The readout mechanism for S (2nd max) in the presence of M (max) combines two computations in a shared low-dimensional subspace
Phase Wheel
The hidden state follows a spiral trajectory through time, implemented by a rotating phase in the hidden state. The W_out projection converts phase angle to position logits. The main spiral shape does not differ between forward (M first) and reverse (S first) cases.
Discrimination Offset
The network must discriminate between the very similar forward and reverse cases. The final hidden states differ by an offset:
h_forward = h_reverse + offset(m, s)
The offset is separable and antisymmetric:
offset(m, s) = f(m) + g(s) where g(s) = -f(s)

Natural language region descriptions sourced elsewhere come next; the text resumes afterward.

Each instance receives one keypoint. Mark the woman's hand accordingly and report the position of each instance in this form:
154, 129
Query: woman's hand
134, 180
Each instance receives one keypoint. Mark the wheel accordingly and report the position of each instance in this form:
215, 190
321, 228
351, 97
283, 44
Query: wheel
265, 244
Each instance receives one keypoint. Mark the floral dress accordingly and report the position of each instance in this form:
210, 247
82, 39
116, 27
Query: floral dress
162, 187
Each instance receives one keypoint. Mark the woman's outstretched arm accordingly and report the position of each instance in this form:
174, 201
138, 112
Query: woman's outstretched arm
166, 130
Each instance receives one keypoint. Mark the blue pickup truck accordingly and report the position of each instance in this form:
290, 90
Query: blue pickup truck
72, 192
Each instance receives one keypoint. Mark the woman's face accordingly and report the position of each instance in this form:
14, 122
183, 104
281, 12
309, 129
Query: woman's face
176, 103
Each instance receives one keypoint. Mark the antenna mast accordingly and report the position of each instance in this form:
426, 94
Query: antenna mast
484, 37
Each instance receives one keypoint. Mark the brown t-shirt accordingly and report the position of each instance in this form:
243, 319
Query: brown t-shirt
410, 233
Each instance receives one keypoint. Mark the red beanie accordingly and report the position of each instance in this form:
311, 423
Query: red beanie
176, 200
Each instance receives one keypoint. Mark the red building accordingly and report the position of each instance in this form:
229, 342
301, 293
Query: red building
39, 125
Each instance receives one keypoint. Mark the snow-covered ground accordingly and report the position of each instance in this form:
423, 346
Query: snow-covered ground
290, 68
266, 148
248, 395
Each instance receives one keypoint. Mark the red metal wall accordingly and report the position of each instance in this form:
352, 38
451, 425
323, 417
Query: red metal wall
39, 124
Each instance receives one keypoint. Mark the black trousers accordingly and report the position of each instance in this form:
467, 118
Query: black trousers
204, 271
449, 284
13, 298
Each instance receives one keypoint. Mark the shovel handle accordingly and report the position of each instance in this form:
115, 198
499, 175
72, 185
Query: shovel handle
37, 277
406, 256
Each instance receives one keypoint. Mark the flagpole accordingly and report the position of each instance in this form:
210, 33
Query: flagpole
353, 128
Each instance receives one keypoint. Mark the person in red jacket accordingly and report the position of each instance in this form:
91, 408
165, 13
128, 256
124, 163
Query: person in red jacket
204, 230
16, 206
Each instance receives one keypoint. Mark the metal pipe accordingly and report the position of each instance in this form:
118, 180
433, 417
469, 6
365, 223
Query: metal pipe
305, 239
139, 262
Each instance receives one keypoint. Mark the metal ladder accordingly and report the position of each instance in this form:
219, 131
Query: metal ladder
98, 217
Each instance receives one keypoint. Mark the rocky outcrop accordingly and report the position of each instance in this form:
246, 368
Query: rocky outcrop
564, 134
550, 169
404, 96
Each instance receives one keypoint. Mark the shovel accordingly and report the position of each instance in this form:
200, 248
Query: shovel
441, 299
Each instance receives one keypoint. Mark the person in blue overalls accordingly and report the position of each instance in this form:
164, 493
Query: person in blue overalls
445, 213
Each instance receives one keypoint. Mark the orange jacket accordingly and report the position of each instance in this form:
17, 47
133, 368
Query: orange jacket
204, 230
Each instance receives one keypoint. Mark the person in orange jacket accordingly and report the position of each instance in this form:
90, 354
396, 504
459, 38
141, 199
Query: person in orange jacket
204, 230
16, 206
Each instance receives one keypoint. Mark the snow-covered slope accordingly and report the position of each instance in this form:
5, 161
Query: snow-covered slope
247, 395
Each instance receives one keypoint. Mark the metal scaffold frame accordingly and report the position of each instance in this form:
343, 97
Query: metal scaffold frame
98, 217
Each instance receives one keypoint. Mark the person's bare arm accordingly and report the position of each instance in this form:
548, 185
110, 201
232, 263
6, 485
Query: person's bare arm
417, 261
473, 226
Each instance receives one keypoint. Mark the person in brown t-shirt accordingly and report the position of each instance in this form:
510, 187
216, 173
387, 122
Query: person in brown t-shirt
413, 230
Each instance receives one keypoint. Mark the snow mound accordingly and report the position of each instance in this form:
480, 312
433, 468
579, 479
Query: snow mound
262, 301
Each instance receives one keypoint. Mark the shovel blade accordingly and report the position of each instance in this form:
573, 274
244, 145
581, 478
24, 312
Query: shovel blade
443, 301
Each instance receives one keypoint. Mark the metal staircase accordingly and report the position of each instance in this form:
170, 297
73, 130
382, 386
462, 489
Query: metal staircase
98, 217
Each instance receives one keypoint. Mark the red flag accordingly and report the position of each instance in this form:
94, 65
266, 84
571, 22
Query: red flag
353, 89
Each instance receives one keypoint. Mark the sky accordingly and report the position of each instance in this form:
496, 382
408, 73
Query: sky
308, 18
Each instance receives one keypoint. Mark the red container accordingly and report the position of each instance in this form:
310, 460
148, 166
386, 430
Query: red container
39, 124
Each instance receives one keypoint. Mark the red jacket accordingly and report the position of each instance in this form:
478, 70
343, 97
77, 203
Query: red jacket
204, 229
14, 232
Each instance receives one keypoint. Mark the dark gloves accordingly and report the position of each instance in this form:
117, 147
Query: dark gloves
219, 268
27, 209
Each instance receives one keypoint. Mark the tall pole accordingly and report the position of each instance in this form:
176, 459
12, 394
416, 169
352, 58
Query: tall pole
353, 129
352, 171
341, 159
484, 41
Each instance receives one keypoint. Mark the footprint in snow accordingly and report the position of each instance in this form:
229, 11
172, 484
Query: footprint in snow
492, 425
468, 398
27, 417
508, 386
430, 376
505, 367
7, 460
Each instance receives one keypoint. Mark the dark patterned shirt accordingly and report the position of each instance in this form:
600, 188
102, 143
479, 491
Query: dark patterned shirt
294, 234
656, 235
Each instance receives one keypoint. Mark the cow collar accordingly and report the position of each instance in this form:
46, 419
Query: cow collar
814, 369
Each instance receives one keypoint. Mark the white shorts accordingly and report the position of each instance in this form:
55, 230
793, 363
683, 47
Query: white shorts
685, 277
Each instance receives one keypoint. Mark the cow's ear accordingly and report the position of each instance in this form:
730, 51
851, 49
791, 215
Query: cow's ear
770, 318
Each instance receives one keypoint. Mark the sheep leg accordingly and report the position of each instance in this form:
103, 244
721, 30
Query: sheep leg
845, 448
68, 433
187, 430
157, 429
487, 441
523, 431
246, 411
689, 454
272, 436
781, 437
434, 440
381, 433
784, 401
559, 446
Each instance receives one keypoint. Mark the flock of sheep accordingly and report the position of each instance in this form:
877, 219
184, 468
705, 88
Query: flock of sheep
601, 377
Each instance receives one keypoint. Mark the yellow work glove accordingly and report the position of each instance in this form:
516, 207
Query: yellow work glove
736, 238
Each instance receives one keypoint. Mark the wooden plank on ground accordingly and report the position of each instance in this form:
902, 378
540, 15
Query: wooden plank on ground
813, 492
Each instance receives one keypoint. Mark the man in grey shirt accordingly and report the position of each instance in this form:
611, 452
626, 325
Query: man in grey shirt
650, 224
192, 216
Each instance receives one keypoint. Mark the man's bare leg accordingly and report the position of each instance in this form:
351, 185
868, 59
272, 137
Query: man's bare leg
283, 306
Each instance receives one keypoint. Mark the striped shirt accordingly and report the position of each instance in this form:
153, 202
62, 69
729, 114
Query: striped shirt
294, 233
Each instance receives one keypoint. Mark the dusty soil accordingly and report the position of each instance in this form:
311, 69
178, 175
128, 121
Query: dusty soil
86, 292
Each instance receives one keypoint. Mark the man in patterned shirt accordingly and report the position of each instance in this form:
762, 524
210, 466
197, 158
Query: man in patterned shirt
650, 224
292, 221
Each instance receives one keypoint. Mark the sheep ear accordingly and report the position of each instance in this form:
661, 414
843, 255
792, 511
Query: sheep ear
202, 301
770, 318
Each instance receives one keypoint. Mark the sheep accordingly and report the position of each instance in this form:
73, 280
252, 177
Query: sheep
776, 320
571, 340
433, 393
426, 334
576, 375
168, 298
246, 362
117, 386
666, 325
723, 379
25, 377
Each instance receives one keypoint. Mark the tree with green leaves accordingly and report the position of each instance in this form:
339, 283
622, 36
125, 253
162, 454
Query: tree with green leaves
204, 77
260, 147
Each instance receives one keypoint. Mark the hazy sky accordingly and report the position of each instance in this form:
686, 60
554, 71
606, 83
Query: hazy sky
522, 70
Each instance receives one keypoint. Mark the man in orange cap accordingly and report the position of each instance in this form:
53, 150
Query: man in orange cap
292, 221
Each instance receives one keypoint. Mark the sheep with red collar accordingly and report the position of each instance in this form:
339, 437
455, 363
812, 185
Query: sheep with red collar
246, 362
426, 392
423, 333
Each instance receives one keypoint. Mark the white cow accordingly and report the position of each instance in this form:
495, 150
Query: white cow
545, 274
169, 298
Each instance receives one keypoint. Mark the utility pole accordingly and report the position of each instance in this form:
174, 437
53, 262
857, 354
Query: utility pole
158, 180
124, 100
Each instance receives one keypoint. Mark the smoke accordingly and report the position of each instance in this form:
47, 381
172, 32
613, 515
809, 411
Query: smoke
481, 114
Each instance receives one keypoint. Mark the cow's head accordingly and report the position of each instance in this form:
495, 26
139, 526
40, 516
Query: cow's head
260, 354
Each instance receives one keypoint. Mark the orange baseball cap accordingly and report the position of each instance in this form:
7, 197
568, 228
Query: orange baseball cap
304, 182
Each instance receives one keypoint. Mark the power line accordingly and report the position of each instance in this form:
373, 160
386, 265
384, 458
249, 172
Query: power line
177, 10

The network applies +f for the M position and -f for the S position.
The offset has effective rank ~2, and is also an approximate spiral in PCA space.
Shared Subspace
Both mechanisms operate in the same low-dimensional subspace of the hidden state.
- f(m) PC1 ≈ Main PC2 (cosine = 0.92)
- f(m) PC2 ≈ Main PC1 (cosine = 0.67)
The position-by-position correlation is only 0.04 — the spirals carry orthogonal information.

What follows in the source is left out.